Shall I postpone my acceptation and realization and scream at my eyes
Acceptation and realization, but of what?
As I argue in Masculine Landscapes, the origin of Whitman's poetry is derived from, informed by, and founded upon homosexual desire, what Whitman called the love of comrades, for in 1855, of course, the term homosexual had not yet been invented. It is the direction of his desire and the nature of his own sexuality that he realizes and accepts.
If we are in doubt, he tells us.
I mind how we lay in June, such a transparent summer morning;
You settled your head athwart my hips and gently turned over upon me,
And parted the shirt from my bosom-bone, and plunged your tongue to my barestript heart,
And reached till you felt my beard, and reached till you held my feet.
The homoeroticism is clear and from the experience comes realization, acceptance, and revelation: "Swiftly arose and spread around me the peace and knowledge that pass all the argument of the earth."
This section illuminates the homoeroticism of the opening lines of the poem Whitman would later entitle “Song of Myself” and reinvents the "few light kisses...a few embraces...a reaching around of arms" and the night with the loving bedfellow into an intimate and sexually charged reverie that is also revelatory:
This is the press of a bashful hand . . . . this is the float and odor of hair,
This is the touch of my lips to yours . . . . this is the murmur of yearning,
This is the far-off depth and height reflecting my own face,
This is the thoughtful merge of myself and the outlet again
What is "this?" His answer is a question: "Do you guess I have some intricate purpose?" He has. The insistent repetition of "this" defines the love of comrades, love that is both "merge" and the "outlet"—essence and poetic expression—and so indeed the origin of all poems.
All the elements that Whitman makes attendant upon homosexual love in his writings, and that will appear triumphantly in Calamus, are here: the bashful hand and the "yearning" reminiscent of all the yearning for comrades that in Calamus will be only for men; the mirror imagery of reflecting masculine faces "reflecting my own face."
There is also secrecy and silence, a trope Whitman uses to celebrate the intensity of homosexual love.

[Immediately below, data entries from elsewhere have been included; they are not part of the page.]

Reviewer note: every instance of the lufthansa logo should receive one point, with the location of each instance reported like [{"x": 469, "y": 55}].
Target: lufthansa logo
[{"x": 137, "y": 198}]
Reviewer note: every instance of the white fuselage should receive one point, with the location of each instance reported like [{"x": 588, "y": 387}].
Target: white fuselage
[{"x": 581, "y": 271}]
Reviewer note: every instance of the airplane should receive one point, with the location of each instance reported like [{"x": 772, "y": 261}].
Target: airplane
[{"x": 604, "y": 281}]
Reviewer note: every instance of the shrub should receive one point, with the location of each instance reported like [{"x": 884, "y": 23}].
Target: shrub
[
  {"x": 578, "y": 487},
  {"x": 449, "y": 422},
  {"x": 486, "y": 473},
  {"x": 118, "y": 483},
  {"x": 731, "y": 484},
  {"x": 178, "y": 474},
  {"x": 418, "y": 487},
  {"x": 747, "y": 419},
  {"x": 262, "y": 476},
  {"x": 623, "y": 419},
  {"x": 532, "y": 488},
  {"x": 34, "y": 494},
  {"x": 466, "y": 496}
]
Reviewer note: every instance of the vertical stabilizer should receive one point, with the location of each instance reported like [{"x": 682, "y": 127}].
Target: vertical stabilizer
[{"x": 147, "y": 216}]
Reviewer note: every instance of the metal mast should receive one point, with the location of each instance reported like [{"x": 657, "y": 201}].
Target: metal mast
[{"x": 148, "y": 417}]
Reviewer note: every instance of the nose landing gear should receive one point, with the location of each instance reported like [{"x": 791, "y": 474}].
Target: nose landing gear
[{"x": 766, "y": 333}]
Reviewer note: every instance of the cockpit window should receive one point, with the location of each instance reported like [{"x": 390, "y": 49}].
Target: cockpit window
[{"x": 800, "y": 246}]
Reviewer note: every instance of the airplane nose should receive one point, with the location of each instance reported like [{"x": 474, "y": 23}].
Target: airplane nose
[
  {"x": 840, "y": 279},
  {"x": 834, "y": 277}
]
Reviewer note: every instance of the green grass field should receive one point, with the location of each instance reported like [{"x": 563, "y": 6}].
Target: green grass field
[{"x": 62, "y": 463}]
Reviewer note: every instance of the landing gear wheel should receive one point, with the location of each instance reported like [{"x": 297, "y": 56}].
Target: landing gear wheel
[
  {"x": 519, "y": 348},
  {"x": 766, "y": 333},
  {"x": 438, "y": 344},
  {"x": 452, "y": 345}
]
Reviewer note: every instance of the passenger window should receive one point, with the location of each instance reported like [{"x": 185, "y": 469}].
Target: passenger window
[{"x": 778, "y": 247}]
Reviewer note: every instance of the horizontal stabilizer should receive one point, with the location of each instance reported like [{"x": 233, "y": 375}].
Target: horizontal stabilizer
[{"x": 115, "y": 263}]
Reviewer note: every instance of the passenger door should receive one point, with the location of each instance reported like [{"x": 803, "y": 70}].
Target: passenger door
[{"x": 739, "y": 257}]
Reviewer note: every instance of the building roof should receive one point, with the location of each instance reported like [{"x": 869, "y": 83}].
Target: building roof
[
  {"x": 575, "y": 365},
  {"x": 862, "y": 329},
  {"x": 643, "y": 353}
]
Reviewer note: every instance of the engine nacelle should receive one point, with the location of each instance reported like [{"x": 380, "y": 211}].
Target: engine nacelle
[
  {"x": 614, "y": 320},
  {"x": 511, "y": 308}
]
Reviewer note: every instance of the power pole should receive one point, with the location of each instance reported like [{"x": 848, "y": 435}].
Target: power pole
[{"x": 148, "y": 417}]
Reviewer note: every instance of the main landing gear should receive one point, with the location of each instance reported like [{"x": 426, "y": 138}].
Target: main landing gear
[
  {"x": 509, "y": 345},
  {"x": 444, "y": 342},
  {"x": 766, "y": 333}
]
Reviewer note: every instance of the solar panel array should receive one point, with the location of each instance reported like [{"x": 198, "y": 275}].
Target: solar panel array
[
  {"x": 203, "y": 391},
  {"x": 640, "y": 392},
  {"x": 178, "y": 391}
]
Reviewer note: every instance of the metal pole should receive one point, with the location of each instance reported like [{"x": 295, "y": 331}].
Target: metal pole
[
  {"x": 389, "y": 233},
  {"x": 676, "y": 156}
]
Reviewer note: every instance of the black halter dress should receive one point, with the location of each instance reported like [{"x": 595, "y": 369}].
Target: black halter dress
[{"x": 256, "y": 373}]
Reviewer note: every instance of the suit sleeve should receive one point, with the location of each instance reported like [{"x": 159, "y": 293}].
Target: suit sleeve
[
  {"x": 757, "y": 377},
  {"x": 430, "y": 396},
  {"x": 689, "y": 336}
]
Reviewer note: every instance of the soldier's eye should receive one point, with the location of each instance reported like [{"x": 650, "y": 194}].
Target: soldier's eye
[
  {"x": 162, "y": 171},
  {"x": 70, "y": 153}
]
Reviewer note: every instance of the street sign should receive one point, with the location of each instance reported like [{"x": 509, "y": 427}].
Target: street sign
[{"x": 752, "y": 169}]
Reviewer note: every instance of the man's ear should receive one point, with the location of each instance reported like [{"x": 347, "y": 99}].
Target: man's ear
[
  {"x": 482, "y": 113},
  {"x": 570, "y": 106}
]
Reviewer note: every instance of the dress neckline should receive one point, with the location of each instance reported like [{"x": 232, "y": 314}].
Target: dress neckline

In Calamus 29 he offers the image of a "youth who loves me and whom I love, silently approaching." He shows them "content, happy in being together, speaking little, perhaps not a word." In Calamus 11 the two men lie quietly together in the "stillness in the autumn moonbeams."
And so in these lines. Talking no longer to the cosmos, or to all men, but directly now to the soul, to the reader, to the lover, to us, Whitman has found a willing listener.
In the peaceful moment after the consummation of desire and after the testimony of love, after the "thoughtful merge and outlet" (here not only essence and poetic expression but precisely sexual consummation) and after enfolding the reader ever more securely within the homoerotic text, Whitman confides: "this hour I tell things in confidence, I might not tell everybody, but I will tell you."
The pointed distinction made between "you" and "everybody" singles out the reader from the many comrades as one especially worthy of astonishing confidences, one who having travelled with the poet through initiatory homosexual experience has learned his lesson well and is ready now, guided by the poet, his lover, to discover the origin of all poems.